Corey Brewer may be hitting the proverbial rookie wall, usually judged to begin slightly before or after the midpoint of the 82 game season. Yes, I know Brewer’s minutes have been cut, but it isn’t the game-time lack of energy so much as the constant practicing, travel, level of competition, and, in Brewer’s case, all the losing. A key point in tonight’s game occurred when Brewer subbed in after McCants’ third foul with 6:13 to play in the second and the score tied. Mickeal Pietrus proceeded to school him for a trey, reverse lay-up and alley oop dunk in the next 1:48, compelling Wittman to utilize a quick hook and bring in Greg Buckner. That followed a desultory first quarter stint where Brewer committed a turnover and a foul in his first 70 seconds of action. For the game he had one missed shot, one assist, one block, three fouls, two turnovers and was a minus -12 in just 8:24 of action.

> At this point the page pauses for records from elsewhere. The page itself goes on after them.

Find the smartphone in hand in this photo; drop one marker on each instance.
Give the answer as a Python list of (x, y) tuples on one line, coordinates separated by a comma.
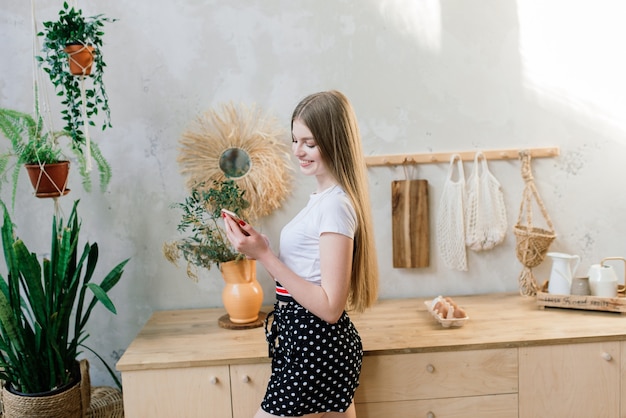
[(235, 218)]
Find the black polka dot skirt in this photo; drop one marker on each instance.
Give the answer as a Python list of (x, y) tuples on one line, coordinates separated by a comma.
[(315, 365)]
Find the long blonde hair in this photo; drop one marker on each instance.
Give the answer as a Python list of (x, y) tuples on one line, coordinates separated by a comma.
[(331, 119)]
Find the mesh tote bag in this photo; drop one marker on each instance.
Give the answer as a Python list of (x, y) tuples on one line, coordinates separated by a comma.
[(485, 212), (450, 222)]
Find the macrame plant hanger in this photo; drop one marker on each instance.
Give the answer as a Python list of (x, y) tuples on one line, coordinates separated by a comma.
[(532, 242), (43, 116), (85, 71)]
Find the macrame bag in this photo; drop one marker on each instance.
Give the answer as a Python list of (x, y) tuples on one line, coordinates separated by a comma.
[(532, 242), (485, 212), (450, 223)]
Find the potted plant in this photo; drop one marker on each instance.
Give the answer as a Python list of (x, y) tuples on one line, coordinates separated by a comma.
[(81, 102), (208, 245), (35, 148), (44, 309), (40, 152)]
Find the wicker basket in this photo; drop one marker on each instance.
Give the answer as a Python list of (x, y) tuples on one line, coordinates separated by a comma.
[(68, 403), (81, 401), (532, 244)]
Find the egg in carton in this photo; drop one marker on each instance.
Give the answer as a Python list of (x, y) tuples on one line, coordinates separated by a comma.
[(447, 312)]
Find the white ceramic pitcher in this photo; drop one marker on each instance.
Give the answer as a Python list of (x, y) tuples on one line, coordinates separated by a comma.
[(603, 279), (562, 272)]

Asked what happened in the Brewer-Pietrus matchup, Wittman said the difference was "just experience. I would be comfortable putting Corey on him again." But 8:24 proves he was not comfortable with it–and appropriately so–tonight.

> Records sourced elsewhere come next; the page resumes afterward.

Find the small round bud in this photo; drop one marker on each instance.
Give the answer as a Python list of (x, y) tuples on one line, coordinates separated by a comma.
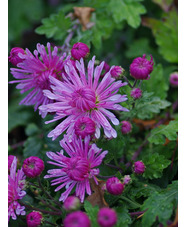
[(33, 166), (106, 68), (71, 203), (10, 160), (77, 219), (107, 217), (114, 186), (84, 126), (127, 179), (34, 219), (136, 93), (174, 79), (79, 50), (141, 68), (14, 55), (139, 167), (117, 71), (126, 127)]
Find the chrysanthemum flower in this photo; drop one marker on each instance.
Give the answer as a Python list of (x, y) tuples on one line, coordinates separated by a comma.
[(34, 71), (16, 182), (77, 169), (84, 96), (34, 219)]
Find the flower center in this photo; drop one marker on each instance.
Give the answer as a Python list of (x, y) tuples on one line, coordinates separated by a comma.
[(78, 168), (83, 99)]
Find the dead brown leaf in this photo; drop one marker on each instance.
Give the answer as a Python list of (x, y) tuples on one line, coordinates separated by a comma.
[(97, 198), (84, 15)]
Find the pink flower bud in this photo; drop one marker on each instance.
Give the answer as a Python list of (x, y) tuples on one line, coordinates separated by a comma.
[(114, 186), (139, 167), (84, 126), (126, 127), (71, 203), (106, 68), (107, 217), (10, 160), (14, 55), (79, 50), (117, 71), (174, 79), (136, 93), (33, 166), (127, 179), (34, 219), (77, 219), (141, 68)]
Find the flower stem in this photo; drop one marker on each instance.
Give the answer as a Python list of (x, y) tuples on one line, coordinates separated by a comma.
[(130, 201), (47, 194), (41, 210)]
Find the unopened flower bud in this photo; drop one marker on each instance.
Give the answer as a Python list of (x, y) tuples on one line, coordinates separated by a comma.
[(141, 68), (10, 160), (127, 179), (33, 166), (126, 127), (79, 50), (107, 217), (34, 219), (114, 186), (77, 219), (71, 203), (174, 79), (117, 71), (136, 93), (139, 167), (14, 55)]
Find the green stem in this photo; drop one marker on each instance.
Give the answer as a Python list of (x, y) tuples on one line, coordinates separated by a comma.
[(130, 201)]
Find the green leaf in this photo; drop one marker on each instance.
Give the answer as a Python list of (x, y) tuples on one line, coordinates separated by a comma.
[(124, 218), (32, 147), (159, 134), (168, 27), (155, 164), (91, 212), (148, 105), (161, 205), (126, 10), (55, 26), (157, 83)]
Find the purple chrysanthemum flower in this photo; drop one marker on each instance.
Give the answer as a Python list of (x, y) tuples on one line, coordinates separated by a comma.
[(141, 68), (34, 71), (71, 203), (139, 167), (33, 166), (114, 186), (84, 126), (117, 71), (16, 183), (34, 219), (136, 93), (84, 96), (174, 79), (77, 169), (126, 127), (79, 50), (77, 219)]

The referees were horrible. The worst display was a no-call on a breakaway layup where Stephen Jackson clearly travelled, but there were a bevy of others. McCants and Craig Smith both got jobbed and then had reason to overreact to all the legit fouls called upon them–there is a reason they lead the team in whistle frequency. But what was also telling is McCants getting whistled for pretending like he was going to fling the ball into the stands, a situation where he seemed as mad at himself as at the refs; versus the veteran Walker screaming at them for no calls during a rebounding scrum and getting only a delay of game for tossing
the ball away. The terrible crew: James Capers, Scott Foster, and Tommy Nunez Jr.
While I laughed at Gerald Green running around like a chicken with his head cut off while constantly looking to the bench for instruction on defense, GG went plus +10 during his 8:25 on the court–not coincidentally spent almost entirely with Walker.
Sebastian Telfair is dinged up, perhaps his back. Teammates took turns holding on to his arms and gently lowering him to the floor (instead of a chair) during his times on the sidelines.